Annie Wang sah sich vor 23 Jahren vor eine Entscheidung gestellt, die so vielen Frauen weltweit aufgezwungen wird: Kind oder Karriere? Eine gute Mutter ist eine, die sich opfert. Das galt und gilt traditionell an vielen Orten.
»Männer haben Kinder, aber Frauen sind nur Gehilfinnen, Container«, sagt Wang.
Annie Wang ist Künstlerin in Taiwan. Ihre Schwangerschaft erlebte sie als Paradox: Muttersein bedeutet, ein Menschenleben zu erschaffen – und zugleich bedrohte es ihr Schaffen, ihren Selbstwert als Künstlerin.
Also wollte Wang das Muttersein mit dem Künstlersein versöhnen – »das kreative Moment einer Mutterschaft herausstellen«. Die Mutter als Schöpferin, so nannte Wang ihr Fotoprojekt. Sie begann es im Jahr 2001 mit einem Selbstporträt vor der Geburt ihres Sohnes. Ihren nackten Bauch signierte sie wie ein Kunstwerk, mit Datum. Trotzig blickt sie auf dem Foto in die Kamera.
Auf dem Foto im Jahr darauf hält sie ihr Kind auf dem Schoß und in der anderen Hand den Selbstauslöser der Kamera. Im Hintergrund hängt das Selbstporträt aus der Schwangerschaft.

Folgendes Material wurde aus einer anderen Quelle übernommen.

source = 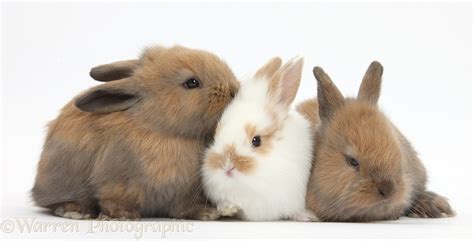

Im dritten Bild steht der deutlich ältere Junge mit einem Gipsbein neben ihr, das zweite Foto hängt neben den beiden, das erste Selbstporträt ist auf dem zweiten Foto immer noch zu sehen.
»Ich will vermeiden, dass mein Sohn sich nicht wohlfühlt, deswegen sprechen wir jedes Foto ab«, sagt Annie Wang.
Die Serie eröffne den Blick auf einen »Zeittunnel«, sagt Wang: »Die Mutter-und-Sohn-Fotos aus verschiedenen Lebensabschnitten werden überlagert und fügen sich zu einer einzigen Ebene zusammen. Durch diese kontinuierliche Schöpfung und Selbstrekonstruktion habe ich nicht nur die Anhäufung unserer Erfahrungen festgehalten, sondern auch dafür gesorgt, dass wir deutlich sehen können, wie wir gewachsen sind und uns entwickelt haben.«
Claude Monet malte einen einzigen Heuschober zu verschiedenen Tageszeiten in unterschiedlichem Licht. Mit solchen Bildern hat der Impressionismus die serielle Kunst erfunden, um komplexe Naturphänomene zu fassen. Analog dazu genügt ein einziges Bild nicht, um die komplexe Beziehung zwischen Mutter und Sohn zu klären. Es beschreibt nur einen Augenblick in ihrem Verhältnis.
Sind Mutter und Sohn am Ende der Serie überhaupt noch dieselben Menschen, nur älter geworden?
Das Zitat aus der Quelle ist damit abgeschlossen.